Claire’s Last Secret

In the words of Marty Ambrose, author of Claire’s Last Secret, Claire Claremont is “an incredibly intriguing person in her own right–and a missing voice in historical fiction.” I, too, am delighted by missing voices in historical fiction, and I loved this historical mystery centering around a lover of Lord Byron. Claire is the stepsister of Mary Shelley, author of Frankenstein. Mary is the lover of Percy Bysse Shelley and the mother of his sons. In the summer of 1816, Byron, Shelley, and both women spent time together in Geneva. It is this snatched bit of time that is the setting of Amrose’s novel. Claire lived life on her own terms and loved the married Byron freely, having his child and letting him go when he says he’s no longer in love with her. 

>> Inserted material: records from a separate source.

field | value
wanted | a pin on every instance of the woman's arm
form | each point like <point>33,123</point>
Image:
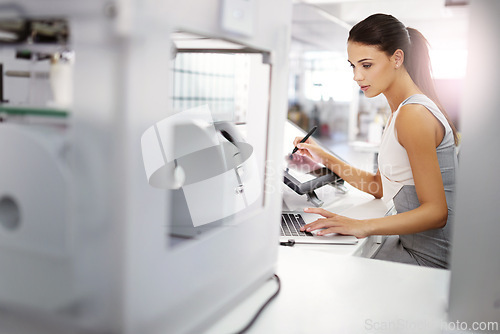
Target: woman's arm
<point>420,133</point>
<point>363,180</point>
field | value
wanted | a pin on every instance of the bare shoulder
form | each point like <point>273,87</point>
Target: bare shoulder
<point>416,123</point>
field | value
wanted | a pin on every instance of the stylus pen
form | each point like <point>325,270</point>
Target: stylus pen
<point>305,138</point>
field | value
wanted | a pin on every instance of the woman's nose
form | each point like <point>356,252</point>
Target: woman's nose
<point>357,75</point>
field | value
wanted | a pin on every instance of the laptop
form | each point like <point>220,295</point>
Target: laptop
<point>291,221</point>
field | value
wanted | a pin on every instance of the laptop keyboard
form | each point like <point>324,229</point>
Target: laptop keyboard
<point>291,223</point>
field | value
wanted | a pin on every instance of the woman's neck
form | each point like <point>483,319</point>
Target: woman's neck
<point>401,89</point>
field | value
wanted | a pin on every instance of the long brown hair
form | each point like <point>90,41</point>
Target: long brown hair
<point>389,34</point>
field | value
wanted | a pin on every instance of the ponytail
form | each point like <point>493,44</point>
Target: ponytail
<point>389,34</point>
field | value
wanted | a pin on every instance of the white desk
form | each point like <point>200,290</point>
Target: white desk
<point>328,293</point>
<point>327,289</point>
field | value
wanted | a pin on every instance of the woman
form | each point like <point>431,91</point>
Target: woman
<point>417,159</point>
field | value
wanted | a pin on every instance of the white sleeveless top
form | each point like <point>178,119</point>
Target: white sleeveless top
<point>393,161</point>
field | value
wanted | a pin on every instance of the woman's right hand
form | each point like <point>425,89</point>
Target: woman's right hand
<point>310,149</point>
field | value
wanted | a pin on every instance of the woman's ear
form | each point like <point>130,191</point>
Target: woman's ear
<point>398,57</point>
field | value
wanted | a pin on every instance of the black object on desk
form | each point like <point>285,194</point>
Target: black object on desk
<point>321,177</point>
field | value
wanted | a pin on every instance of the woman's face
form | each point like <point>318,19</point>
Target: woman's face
<point>373,70</point>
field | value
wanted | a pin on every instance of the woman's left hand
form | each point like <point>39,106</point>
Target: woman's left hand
<point>333,223</point>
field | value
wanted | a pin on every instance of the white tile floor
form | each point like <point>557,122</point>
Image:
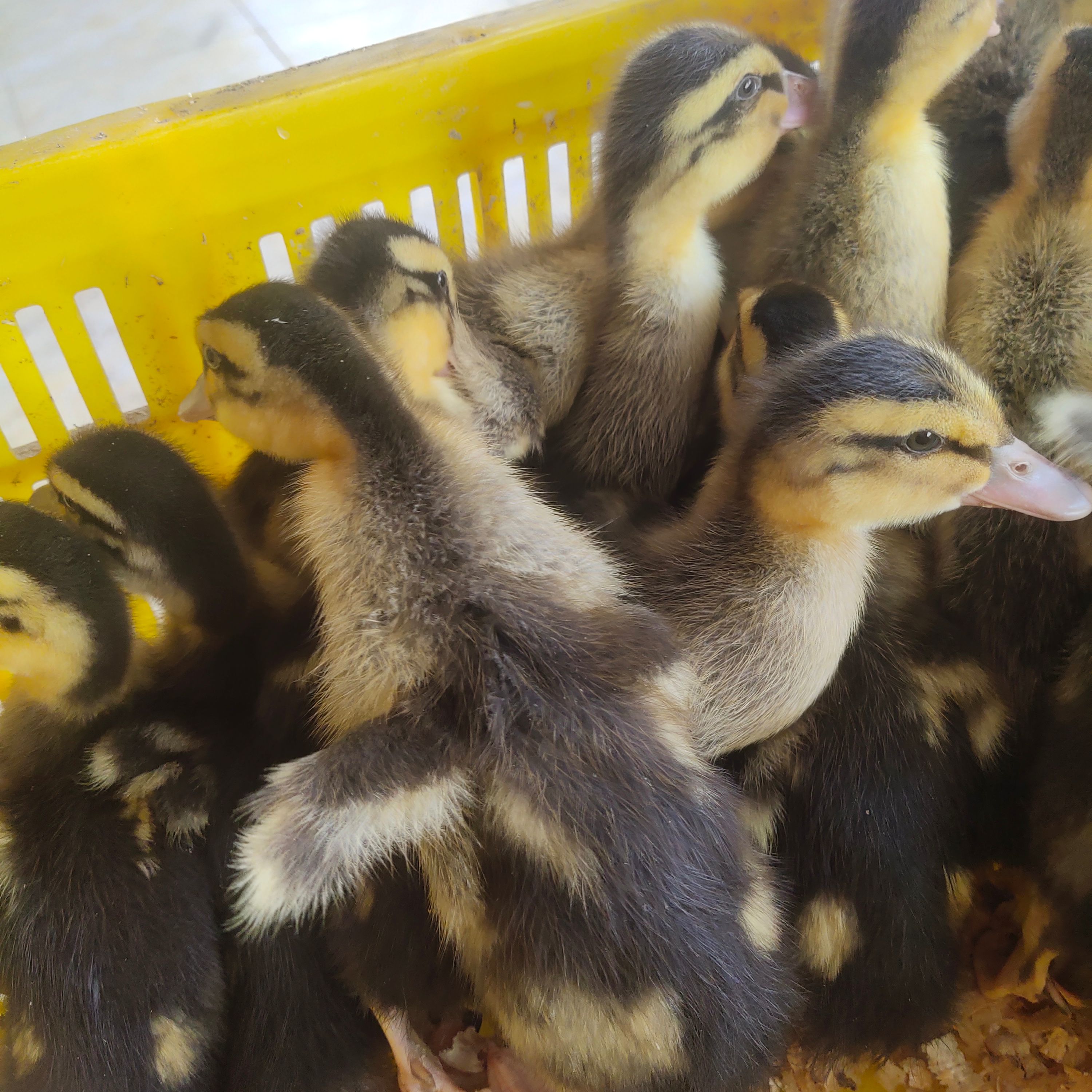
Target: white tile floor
<point>64,62</point>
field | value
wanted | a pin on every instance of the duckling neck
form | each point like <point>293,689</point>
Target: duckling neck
<point>764,611</point>
<point>664,250</point>
<point>791,609</point>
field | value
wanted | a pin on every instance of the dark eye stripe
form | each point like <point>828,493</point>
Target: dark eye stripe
<point>88,518</point>
<point>229,367</point>
<point>732,106</point>
<point>980,454</point>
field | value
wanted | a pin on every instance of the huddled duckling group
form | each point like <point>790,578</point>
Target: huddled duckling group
<point>617,653</point>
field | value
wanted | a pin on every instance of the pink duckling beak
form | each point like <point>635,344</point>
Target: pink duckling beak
<point>801,91</point>
<point>196,405</point>
<point>1024,481</point>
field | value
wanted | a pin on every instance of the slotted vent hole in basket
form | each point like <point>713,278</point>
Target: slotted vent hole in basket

The novel opens in 1873, when Claire is an old woman. She is visited by someone who wants to purchase her letters from Byron and Shelley in order to write a biography. That visit recalls all the emotions of the time, her passion for Byron, her determination to carry his child to term, her fear that someone was trying to kill her. It also opens a mystery about the fate of her daughter, Allegra. The narrative flashes back to that time, giving us wonderful details of the setting and time as well as brilliant snippets of the story ideas, conversation, and philosophies of the great writers.

The characters are vivid and well developed, with their assorted desires and fears, bad choices, and flawed relationships. The reader immediately bonds with young Claire and her passionate longing for Byron. It’s clear to the reader right away that Byron has moved on from Claire, and it’s a bit heart wrenching to watch her come to that realization as his baby grows inside her. The character of the doctor, John Polidori, is perfectly sinister and mysterious. Claire suspects he dislikes her and is trying to separate her from Byron, even encouraging her to abort the baby. This tension remains in the 1873 portions of the story, when again Claire fears for her life. With the help of her niece, Paula, Claire is determined to learn the truth of the events of the summer of 1816 and its aftermath. 

This is the first book in a trilogy, and I strongly recommend having book two ready to go immediately after you finish Claire’s Last Secret. You won’t want to wait to keep reading.